Changement de stratégie
Pourtant, lors de sa prise de fonctions, en 2018, le ton d’Alioune Ndiaye s’affichait volontiers offensif à l’encontre des deux géants américains les plus présents en Afrique, Google et Facebook.
« Orange a d’abord essayé de consolider son activité de “vache à lait” 2G, décrypte Steve Esselaar, expert dans le secteur des télécoms africaines au cabinet Research ICT Solutions. La société pensait que les autorités réglementaires l’aideraient à compenser ses investissements dans les réseaux haut débit. »

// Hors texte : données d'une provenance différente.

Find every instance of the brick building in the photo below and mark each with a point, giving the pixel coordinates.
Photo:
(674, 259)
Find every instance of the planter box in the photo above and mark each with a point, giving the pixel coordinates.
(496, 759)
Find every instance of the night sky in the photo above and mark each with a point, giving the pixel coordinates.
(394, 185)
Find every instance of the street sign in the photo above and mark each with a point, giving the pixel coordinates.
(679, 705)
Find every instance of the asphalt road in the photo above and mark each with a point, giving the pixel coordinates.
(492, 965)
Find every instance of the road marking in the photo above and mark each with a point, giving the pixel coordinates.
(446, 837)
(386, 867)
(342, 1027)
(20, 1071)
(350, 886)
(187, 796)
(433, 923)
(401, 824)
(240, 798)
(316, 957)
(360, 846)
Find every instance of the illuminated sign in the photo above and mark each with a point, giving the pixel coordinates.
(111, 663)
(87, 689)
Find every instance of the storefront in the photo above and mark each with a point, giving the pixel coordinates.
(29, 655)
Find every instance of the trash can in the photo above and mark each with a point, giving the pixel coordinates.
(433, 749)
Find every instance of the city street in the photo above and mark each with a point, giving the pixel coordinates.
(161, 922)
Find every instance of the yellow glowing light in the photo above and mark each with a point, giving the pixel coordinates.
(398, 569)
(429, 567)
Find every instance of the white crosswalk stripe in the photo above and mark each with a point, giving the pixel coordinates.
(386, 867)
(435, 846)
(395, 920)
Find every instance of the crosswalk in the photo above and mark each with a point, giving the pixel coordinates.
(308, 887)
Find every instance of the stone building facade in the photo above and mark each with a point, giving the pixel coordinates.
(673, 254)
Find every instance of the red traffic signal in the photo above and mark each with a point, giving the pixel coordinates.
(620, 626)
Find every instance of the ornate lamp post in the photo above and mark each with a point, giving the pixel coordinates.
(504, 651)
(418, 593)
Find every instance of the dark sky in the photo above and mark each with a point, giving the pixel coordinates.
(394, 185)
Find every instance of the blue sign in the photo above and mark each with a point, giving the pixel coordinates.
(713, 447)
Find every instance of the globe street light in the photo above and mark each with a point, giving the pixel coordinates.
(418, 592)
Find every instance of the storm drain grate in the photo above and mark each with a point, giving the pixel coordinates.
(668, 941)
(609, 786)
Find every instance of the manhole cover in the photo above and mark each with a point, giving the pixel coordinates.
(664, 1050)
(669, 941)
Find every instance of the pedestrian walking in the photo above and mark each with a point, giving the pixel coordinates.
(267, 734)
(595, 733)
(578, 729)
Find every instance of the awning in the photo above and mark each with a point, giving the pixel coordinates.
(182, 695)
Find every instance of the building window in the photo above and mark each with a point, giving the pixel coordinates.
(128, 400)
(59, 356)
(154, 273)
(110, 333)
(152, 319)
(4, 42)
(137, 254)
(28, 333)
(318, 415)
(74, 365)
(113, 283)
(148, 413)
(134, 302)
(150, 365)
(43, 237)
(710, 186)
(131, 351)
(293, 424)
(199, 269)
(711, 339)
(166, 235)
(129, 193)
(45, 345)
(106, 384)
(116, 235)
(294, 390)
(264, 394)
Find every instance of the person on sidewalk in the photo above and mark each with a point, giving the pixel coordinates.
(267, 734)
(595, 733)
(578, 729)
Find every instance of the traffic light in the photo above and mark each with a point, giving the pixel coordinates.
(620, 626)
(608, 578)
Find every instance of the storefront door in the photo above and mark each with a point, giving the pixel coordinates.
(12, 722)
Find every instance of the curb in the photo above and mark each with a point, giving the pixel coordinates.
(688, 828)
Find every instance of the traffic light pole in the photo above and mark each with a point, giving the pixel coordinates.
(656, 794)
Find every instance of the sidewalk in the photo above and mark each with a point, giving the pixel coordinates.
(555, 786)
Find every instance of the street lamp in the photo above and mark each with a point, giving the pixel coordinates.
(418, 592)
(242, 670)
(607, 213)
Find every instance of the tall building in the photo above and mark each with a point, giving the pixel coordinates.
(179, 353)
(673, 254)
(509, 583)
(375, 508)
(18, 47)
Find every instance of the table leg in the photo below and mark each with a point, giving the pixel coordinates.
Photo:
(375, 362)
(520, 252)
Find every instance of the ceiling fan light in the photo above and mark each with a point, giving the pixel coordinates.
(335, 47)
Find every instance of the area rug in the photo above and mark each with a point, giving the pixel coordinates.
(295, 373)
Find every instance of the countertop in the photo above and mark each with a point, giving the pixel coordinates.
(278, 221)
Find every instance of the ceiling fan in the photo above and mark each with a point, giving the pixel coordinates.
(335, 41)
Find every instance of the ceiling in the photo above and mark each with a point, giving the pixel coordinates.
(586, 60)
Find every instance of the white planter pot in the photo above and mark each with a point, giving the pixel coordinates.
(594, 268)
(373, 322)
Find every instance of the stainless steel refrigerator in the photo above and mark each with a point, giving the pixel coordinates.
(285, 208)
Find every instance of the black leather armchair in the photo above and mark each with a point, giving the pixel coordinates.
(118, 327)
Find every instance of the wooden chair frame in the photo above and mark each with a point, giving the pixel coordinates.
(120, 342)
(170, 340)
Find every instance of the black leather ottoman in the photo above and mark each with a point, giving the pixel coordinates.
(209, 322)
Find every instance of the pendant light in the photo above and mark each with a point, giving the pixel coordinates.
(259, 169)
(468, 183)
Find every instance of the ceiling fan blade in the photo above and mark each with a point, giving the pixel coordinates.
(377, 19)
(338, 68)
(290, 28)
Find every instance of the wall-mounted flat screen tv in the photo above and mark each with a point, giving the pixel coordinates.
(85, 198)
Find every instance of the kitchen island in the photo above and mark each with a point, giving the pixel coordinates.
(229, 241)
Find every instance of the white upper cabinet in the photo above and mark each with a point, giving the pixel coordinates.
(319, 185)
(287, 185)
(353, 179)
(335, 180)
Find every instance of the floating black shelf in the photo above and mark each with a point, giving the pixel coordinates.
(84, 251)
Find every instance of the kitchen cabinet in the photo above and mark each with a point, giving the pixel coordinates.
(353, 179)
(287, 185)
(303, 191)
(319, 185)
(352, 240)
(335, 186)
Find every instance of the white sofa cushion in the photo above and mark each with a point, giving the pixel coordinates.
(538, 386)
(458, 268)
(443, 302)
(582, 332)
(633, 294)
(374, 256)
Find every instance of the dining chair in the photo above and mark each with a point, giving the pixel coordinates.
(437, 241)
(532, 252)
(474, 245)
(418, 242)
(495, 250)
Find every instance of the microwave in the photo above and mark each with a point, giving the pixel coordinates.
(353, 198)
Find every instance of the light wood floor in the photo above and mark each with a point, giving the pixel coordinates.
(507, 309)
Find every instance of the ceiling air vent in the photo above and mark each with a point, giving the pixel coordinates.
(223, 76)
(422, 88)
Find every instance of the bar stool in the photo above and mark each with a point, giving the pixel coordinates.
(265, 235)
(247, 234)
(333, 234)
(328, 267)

Lesquels sont considérables, d’après Alioune Ndiaye, qui assure qu’« Orange investit 1 milliard d’euros chaque année dans les infrastructures réseau en Afrique ».
« Cette stratégie a clairement échoué, il lui a fallu changer son fusil d’épaule », estime Steve Esselaar, pour qui l’avenir des revenus de télécoms se joue dans la donnée, WhatsApp et Facebook ayant remplacé le SMS et la voix. Un constat que partage Alioune Ndiaye : « La voix, qui représentait 80 % des revenus des opérateurs il y a quelques années, a plongé sous les 50 % », indique-t-il.
Précieuses données
Selon Research ICT Solutions, elle représente 30 % des revenus mobiles en 2020 et pourrait bien avoir totalement disparu en 2025. « Nos chiffres d’affaires ont connu des baisses à deux chiffres en Afrique avec l’arrivée des acteurs over-the-top services [OTT ou service par contournement] », explique encore Alioune Ndiaye.
Pour les chercheurs du cabinet Research ICT Solutions, les OTT n’ont pas seulement pris des parts de revenus aux opérateurs. Ils se sont aussi approprié une denrée de valeur : le contrôle des données d’usage de leurs clients.